In [1]:
import spacy
import requests
import datetime
import json
nlp = spacy.load('en_core_web_lg')

### Make a request to the Mapquest service

In [2]:
#MapQuest Geocode service.  More info: https://developer.mapquest.com/documentation/geocoding-api/
mapquest_url='https://www.mapquestapi.com/geocoding/v1/address?key=FVfj6GGCXVEGUjXvokn4IbXdNAHIbbH0&location='
def geocode(text):
    req = requests.get(mapquest_url+text)
    jsn = req.json()
    loc = jsn["results"][0]["locations"][0]
    return loc

In [3]:
#us-map-with-latitude-longitude-united-states-latitude-longitude.jpg

#Disambiguate to the nearest lat/lng whole numbers:
def near(loc):
    latlng = loc["latLng"]
    return round(latlng["lat"]),round(latlng["lng"])

#Normalize to City|State|Country:
def norm(loc):
    loctypes = {"City":"","State":"","Country":""}
    location = None
    for i in range(8):
        aai = "adminArea"+str(i)
        aat = aai+"Type"
        if aat in loc.keys() and loc[aat] in loctypes.keys():
            loctypes[loc[aat]] = aai
    for typ in loctypes.keys():
        fld = loctypes[typ]
        if fld in loc.keys() and len(loc[fld]):
            if not location:
                location = loc[fld]
            else:
                location += "|" + loc[fld]
    if not location:
        location = "_UNKNOWN_"
    return location.replace(" ", "_")

### Try a couple examples

In [4]:
#Normalize to City|State|Country
print(norm(geocode("Raleigh, NC")))
print(norm(geocode("Raleigh")))
print(norm(geocode("Chapel Hill")))
print(norm(geocode("Durham")))
print(norm(geocode("RTP, NC")))
print(norm(geocode("Charlotte, NC")))
print(norm(geocode("Bangkok")))

Raleigh|NC|US
Raleigh|NC|US
Chapel_Hill|NC|US
Durham|NC|US
Durham|NC|US
Charlotte|NC|US
Bangkok|TH


In [5]:
print(near(geocode("Raleigh, NC")))
print(near(geocode("Raleigh")))
print(near(geocode("Chapel Hill")))
print(near(geocode("Durham")))
print(near(geocode("RTP, NC")))
#(36, -79)

print(near(geocode("Charlotte, NC")))
#(35, -81)

print(near(geocode("Bangkok")))

(36, -79)
(36, -79)
(36, -79)
(36, -79)
(36, -79)
(35, -81)
(14, 100)


### Entity spans with SpaCy

In [6]:
def extract_independent_locations(text):
    doc = nlp(text)
    locs = []
    #Fun fact, "GPE" means Geo-Political Entity
    for gpe in filter(lambda w: w.ent_type_ in ['GPE','LOC'], doc):
        print("Text:",text,"\t|\tLocation:",gpe)

In [7]:
extract_independent_locations("Kevin alone in NYC")
extract_independent_locations("Indiana Jones in India")
extract_independent_locations("action hero movie in LA")
extract_independent_locations("Boxing Revenge in Moscow")
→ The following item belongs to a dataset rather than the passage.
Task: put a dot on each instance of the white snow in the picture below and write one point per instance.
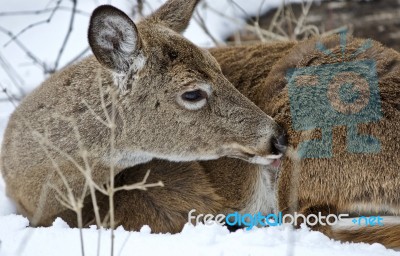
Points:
(16, 238)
Text: Kevin alone in NYC 	|	Location: NYC
Text: Indiana Jones in India 	|	Location: India
Text: action hero movie in LA 	|	Location: LA
Text: Boxing Revenge in Moscow 	|	Location: Moscow


### Subject/Object dependency examples

In [10]:
def extract_dependent_locations(text):
    #debug here:
    # https://explosion.ai/demos/displacy?text=Kevin%20McCallister%20in%20New%20York%20NY&model=en_core_web_lg&cpu=1&cph=1

    #merge entities and noun chunks into one token
    doc = nlp(text)
    spans = list(doc.ents)# + list(doc.noun_chunks)
    for span in spans:
        span.merge()

    relations = []
    for gpe in filter(lambda w: w.ent_type_ in ['GPE','LOC'], doc):
        if gpe.dep_ in ('attr', 'dobj'):
            subject = [w for w in gpe.head.lefts if w.dep_ == 'nsubj']
            if subject:
                subject = subject[0]
                relations.append((subject, gpe))
        elif gpe.dep_ == 'pobj' and gpe.head.dep_ == 'prep':
            relations.append((gpe.head.head, gpe))
        else:
            relations.append((None,gpe))

    return relations

In [11]:
print(extract_dependent_locations("Kevin McCallister in New York NY"))
print(extract_dependent_locations("Kevin alone in NYC"))
print(extract_dependent_locations("Indiana Jones in India"))
print(extract_dependent_locations("California action hero"))
print(extract_dependent_locations("boxing revenge in moscow"))
print(extract_dependent_locations("Riddick in the underverse"))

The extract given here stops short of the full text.